Virtual Private Networks have evolved overtime to become one of the business-driver for corporate communication. This is due to its ability to leverage ubiquity and low cost of internet access in addition to high performance and security. VPN extend the characteristics of WAN to small, medium and individual users.
VPNs are logical private networks deployed over public network infrastructure such as the internet. The exploding nature of the internet has presented an opportunity to build VPN on its vast infrastructure. Just like the way Email and web-browsing have brought internet to where it is today, business networking on global scale of commerce is what Internet VPN endears to bring to the business community. Frame Relay is an example of VPN service built on carrier networks and its business communication equivalent is Internet VPN.
VPN offers unparalleled benefits to the business community: reliability, security, and performance are some of the beneficial features it achieves contrary to the bandwidth-centric Frame Relay and Asynchronous Transfer Mode services.
Business entities are looking for service infrastructure robust and scalable enough to shift business traffic onto the internet. Their search is motivated by the premise that Internet can be made to deliver as they require, and achieving this confidence is the central point of the Internet VPN challenge. In this paper, we explore the network architecture that will give Internet VPN the ultimate killer application for corporate communication. The paper is based on Xedia Corporation, a pioneer and established company for bandwidth management and QoS solution for IP-based wide area networking. Its Access Point QVPN architecture is a second-generation VPN suitable for business-class networking over the Internet.
Today’s IT users need to build their own VPN solutions on top of generic Internet access and significant VPN growth will only be realized when clients begin to outsource their key IT capabilities such as Intranet, Extranet, and other IP applications. Major standards and technical specification and under development and ISP are investing enormous capital in building infrastructure, facilities. Following the massive investments made to make Internet indispensable, it is only expected that with time, IP will be adopted as the standard network protocol for audio, video and data services. This is facilitated by key drivers such as Internet Protocol Security IPSec and Differentiated Service (DiffServ) which lay the foundation for Quality of Service across the internet.

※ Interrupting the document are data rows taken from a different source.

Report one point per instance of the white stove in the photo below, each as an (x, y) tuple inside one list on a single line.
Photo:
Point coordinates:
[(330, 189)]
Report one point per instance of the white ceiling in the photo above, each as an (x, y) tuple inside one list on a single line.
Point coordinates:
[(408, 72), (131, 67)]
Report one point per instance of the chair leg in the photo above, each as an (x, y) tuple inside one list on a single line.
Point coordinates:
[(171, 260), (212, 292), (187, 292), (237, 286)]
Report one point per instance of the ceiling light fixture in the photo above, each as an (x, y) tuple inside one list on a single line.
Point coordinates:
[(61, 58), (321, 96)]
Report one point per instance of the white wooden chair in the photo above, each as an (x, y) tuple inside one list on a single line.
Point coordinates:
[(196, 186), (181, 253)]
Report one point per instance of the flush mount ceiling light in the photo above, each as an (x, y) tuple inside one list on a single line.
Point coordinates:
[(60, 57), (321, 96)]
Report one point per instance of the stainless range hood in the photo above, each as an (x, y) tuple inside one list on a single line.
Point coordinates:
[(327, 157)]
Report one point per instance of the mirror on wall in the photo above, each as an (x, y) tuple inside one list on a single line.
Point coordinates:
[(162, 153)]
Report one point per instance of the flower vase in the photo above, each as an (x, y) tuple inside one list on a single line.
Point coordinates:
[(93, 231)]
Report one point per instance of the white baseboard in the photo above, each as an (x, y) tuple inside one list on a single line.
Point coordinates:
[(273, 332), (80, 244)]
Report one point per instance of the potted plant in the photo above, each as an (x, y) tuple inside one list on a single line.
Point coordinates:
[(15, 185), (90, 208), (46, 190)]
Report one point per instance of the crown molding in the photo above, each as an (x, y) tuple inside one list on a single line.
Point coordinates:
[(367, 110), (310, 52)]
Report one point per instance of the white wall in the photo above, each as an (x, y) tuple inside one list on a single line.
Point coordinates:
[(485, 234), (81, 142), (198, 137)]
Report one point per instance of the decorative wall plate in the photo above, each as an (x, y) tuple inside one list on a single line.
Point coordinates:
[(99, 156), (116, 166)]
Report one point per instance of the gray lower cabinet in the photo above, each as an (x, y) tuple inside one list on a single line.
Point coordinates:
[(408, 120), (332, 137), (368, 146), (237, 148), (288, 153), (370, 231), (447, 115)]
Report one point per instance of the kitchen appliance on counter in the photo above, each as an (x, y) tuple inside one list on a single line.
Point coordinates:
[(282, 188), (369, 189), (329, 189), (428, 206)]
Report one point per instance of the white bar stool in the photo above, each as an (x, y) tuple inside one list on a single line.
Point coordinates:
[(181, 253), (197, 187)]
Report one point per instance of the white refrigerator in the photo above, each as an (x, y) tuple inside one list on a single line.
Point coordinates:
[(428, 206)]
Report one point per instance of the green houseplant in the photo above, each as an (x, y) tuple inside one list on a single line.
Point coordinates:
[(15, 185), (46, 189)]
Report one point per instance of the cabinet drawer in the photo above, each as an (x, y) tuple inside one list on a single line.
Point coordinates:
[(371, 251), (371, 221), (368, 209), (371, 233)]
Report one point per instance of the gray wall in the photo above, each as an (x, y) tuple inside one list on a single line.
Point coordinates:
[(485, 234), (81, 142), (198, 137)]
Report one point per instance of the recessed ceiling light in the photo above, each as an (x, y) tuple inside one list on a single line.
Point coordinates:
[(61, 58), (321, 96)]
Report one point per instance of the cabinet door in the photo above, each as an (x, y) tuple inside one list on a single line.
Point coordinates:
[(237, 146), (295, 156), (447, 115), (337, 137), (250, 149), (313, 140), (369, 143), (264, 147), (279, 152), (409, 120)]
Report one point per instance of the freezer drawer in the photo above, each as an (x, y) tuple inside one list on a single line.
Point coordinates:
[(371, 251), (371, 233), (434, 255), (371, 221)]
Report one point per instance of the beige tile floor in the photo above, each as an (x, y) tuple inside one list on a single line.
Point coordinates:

The concept of VPN has been in existence for some time now. However, the model is facing new challenges exacerbated by the ever dynamic networking needs of organizations intended to develop global touch. VPN services over Frame Relays and ATM used to be the de facto protocol for communication where logical partitioning of the network’s circuit alienates each customer’s bandwidth in an otherwise shared physical infrastructure. Compared to fixed private lines, theses services were cost effective but still exhibited considerable drawbacks in terms of flexibility, performance and scalability required to build the next generation of global business services.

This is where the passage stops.